Computational Genomics Lab at IICB

Tuesday, October 19, 2021

A dangerous $# in perl arrays - Not recommended for iteration

The innocent looking $# operator that we often use for determining the maximum index of an array in for loop can be sometimes dangerous.

I spent a sizable amount of time wondering why my for loop is becoming an infinite loop without realizing that writing something like this actually changes the max index value or $# value of an array

Say you have 2 dimensional array @sorted and you want to print the component. The easiest way would be:

for(my $i=0; $i <= $#sorted; $i++){

for(my $j=0; $j <= @{$sorted[$i]}; $j++){

print "$sorted[$i][$j]\t";

}

print "$#sorted\n";

}

The output will be a neat:

3349 4097 gene-PR001_g8806 9 ----> The last column indicates the max index

6662 6832 gene-PR001_g8807 9

11316 11696 gene-PR001_g8808 9

13158 13334 gene-PR001_g8809 9

18688 19095 gene-PR001_g8810 9

25175 25342 gene-PR001_g8811 9

26554 26883 gene-PR001_g8812 9

28100 29059 gene-PR001_g8813 9

29128 30235 gene-PR001_g8814 9

30266 30786 gene-PR001_g8815 9

Here one can notice the value of the last column is that of the max index of the array that remains unchanged and hence the lop terminates.
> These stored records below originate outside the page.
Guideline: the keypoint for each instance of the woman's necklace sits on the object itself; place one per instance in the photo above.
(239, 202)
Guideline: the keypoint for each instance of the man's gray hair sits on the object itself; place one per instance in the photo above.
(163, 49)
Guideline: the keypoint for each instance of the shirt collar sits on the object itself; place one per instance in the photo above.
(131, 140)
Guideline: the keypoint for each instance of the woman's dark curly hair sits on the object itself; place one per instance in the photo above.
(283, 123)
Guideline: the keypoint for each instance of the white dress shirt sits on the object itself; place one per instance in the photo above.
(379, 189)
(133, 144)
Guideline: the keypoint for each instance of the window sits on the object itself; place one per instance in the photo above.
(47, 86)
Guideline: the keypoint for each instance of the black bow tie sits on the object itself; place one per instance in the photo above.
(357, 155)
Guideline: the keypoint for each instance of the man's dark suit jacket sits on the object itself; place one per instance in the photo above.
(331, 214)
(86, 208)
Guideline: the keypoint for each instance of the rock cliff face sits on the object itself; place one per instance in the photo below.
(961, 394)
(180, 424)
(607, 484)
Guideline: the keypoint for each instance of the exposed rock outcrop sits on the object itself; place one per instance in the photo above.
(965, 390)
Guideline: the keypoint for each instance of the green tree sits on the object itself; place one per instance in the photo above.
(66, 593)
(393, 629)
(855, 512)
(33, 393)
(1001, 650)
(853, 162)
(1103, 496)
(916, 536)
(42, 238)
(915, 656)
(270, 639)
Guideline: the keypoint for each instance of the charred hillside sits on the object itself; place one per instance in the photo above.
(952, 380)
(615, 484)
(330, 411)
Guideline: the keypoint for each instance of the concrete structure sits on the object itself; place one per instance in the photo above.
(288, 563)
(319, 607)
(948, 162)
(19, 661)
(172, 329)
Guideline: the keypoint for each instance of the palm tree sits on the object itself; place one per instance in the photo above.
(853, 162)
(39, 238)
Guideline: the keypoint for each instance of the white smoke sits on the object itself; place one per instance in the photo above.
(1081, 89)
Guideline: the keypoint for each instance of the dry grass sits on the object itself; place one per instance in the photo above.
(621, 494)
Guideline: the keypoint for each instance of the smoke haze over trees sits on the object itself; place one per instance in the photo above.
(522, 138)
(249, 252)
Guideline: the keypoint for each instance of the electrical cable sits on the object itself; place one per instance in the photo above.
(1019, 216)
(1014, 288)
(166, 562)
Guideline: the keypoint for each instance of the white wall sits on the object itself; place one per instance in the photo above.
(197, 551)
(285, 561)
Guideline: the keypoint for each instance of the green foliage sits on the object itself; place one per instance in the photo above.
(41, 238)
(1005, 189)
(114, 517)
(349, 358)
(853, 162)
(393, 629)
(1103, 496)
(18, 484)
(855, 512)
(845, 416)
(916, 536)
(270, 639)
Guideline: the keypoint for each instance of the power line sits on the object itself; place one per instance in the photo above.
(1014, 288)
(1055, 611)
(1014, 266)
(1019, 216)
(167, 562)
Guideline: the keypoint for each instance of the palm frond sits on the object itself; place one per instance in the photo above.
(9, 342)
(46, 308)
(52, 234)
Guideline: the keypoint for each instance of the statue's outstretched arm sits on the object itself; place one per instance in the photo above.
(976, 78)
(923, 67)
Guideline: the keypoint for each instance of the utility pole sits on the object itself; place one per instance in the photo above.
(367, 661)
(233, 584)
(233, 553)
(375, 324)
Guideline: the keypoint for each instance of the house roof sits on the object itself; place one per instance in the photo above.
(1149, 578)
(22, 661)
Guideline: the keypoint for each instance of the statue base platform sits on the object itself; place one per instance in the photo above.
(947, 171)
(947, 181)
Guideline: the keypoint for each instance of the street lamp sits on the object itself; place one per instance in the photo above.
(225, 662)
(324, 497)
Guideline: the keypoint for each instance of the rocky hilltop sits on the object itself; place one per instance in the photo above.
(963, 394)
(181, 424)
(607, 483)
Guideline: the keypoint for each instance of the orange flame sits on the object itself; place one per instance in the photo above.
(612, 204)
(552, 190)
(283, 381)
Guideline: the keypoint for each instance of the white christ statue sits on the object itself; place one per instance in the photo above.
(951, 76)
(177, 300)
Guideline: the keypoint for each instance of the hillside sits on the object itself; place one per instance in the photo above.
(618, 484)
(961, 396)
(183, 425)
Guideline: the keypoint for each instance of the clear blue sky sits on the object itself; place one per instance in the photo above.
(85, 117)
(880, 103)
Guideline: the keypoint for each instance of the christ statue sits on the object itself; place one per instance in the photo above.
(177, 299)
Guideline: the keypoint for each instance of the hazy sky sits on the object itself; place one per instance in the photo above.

However, something as innocent as a c style this involving accessing the $i+1 element of the array actually changes the array maximum index!! This came as a surprise to me where I hit the infinite loop leading to out of memory and locked file alert.

Check this out::

for(my $i=0; $i <= $#sorted; $i++){

for(my $j=0; $j <= @{$sorted[$i]}; $j++){

print "$sorted[$i+1][$j]\t";---> Accessing the $i+1 value rather than $i value

}

print "$#sorted\n";

}

Here all the hell breaks loose where you hit a infinite loop when you suspect the least. Therefore, it

will be prudent to first pass the value of $#sorted to a variable and loop over that value instead of looping directly over $#sorted.

3349 4097 gene-PR001_g8806 9

6662 6832 gene-PR001_g8807 9

11316 11696 gene-PR001_g8808 9

13158 13334 gene-PR001_g8809 9

18688 19095 gene-PR001_g8810 9

25175 25342 gene-PR001_g8811 9

26554 26883 gene-PR001_g8812 9

28100 29059 gene-PR001_g8813 9

29128 30235 gene-PR001_g8814 9

30266 30786 gene-PR001_g8815 9

... --> Increases infinitely!

A potentially dangerous infinite loop where you are least suspicious!!!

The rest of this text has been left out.